Version 0.1.0 - Living the Dream

    MediaGoblin 0.1.0 banner

    Can you believe we've only been working on MediaGoblin since March? The biggest news is that 0.1.0 is out! We want to take a few minutes to look back at how far we've come and how many people have been supportive and how many folks have become contributors. With all the excitement and positivity, you'd think we were shipping out bushels of free candy instead of building a free as in freedom media-hosting site. Fortunately, there are lots of folks who agree that a decentralized web is even better than a pillow case full of sugary treats.

    We've completely redone the main website. We even have a new tour page! Thanks so much to Jef van Schendel for making our website a thing of beauty (and to Alex Camelio for adding the cute icons on the frontpage). Go ahead and check it out! Seriously, we'll be right here when you return.

    You may find it invigorating to look at our Alpha goals to see how far we've come. While there are a few things we didn't get to (CAPTCHAs and featured works) but there are many more big ideas that we were able to turn into reality. We have a sophisticated "unframework" which is working beautifully for our needs. We have a great, consistent (and dare I say suave?) theme. We have an abstracted storage system which already is being used to interface with OpenStack's Swift storage system. Comments and tagging are working. We're also well on our way toward supporting multiple media types. We are living the dream and the reality is even better than we'd expected. Welcome to our alpha release!

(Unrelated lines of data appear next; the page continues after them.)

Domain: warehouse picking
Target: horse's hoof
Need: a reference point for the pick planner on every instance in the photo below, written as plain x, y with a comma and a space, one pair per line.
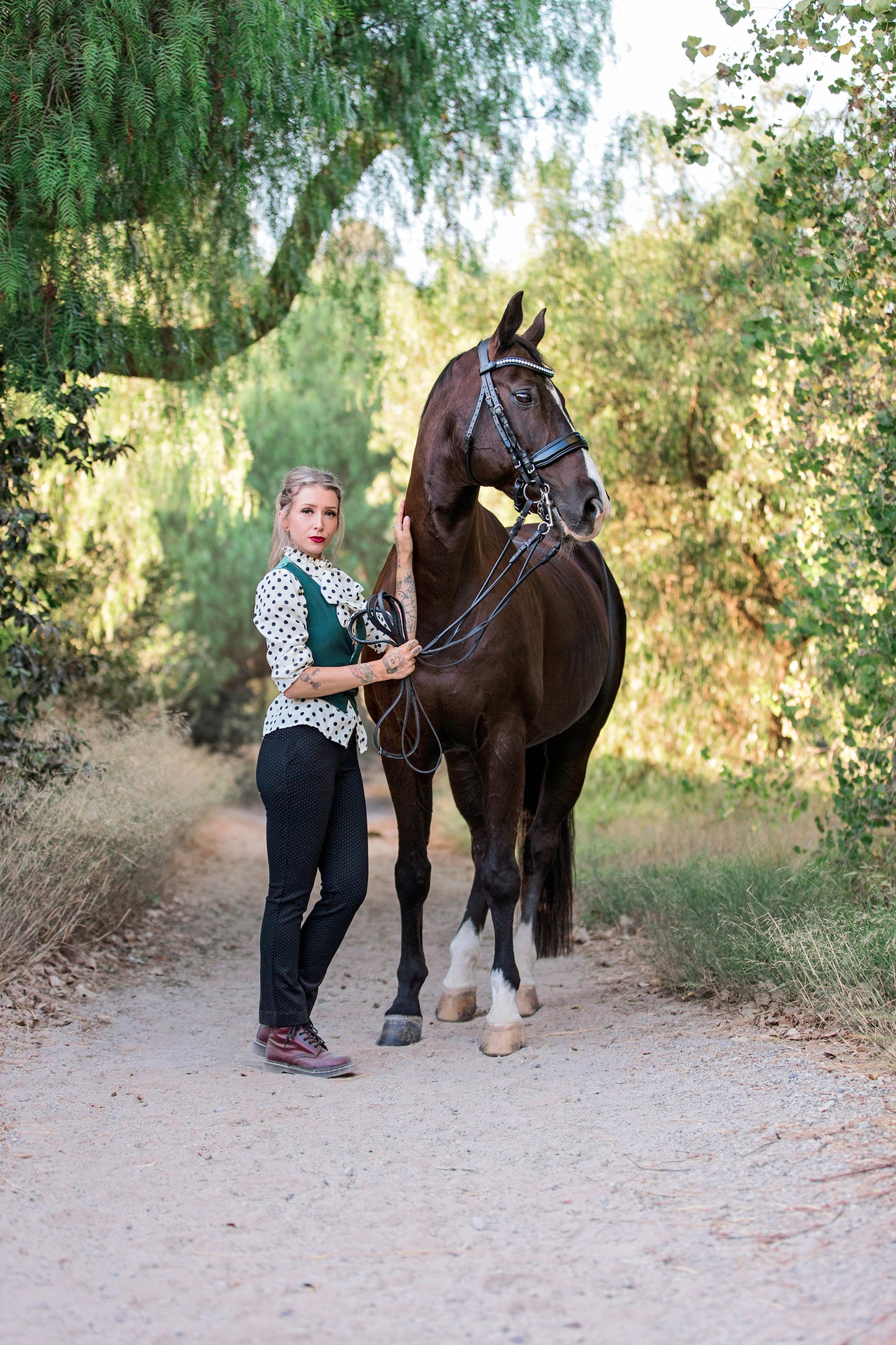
456, 1005
527, 1001
503, 1039
401, 1030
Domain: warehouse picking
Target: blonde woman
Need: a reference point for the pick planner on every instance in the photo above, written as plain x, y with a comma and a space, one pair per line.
308, 770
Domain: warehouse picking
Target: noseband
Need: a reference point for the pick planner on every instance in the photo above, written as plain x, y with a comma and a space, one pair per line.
530, 490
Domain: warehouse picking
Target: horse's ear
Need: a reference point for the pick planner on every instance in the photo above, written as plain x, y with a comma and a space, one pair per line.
536, 330
508, 327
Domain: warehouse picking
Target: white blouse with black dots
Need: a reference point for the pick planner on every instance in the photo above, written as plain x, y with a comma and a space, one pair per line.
281, 615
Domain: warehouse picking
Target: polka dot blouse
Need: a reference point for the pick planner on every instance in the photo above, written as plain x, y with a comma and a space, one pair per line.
281, 615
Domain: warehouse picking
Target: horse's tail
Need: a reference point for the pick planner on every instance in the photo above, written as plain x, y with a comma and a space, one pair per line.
554, 916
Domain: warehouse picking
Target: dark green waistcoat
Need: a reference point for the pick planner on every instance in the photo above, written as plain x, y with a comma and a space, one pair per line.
329, 642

    As we get ready to start coding up federation, aka world domination, we added brand-new deployment documentation — take a look! Better yet, install it and let us know how it went. Last month we added cross site request forgery protection and lost password functionality. There was some significant internal restructuring this month as we gear up for caching and supporting more media types in the next release or so. The translations crew continues to amaze us with their volume and diligence. Watch out world, here we come.

    Thanks to all our contributors! Aaron Williamson, Alejandro Villanueva, Alex Camelio, Caleb Forbes Davis V, Christopher Allan Webber, Deb Nicholson, Elrond of Samba TNG, Jef van Schendel, Jim Campbell, Joar Wandborg, Nathan Yergler, Sam Kleinman, Shawn Khan, Thorsten Wilms, Will Kahn-Greene... this month's release wouldn't have happened without your help!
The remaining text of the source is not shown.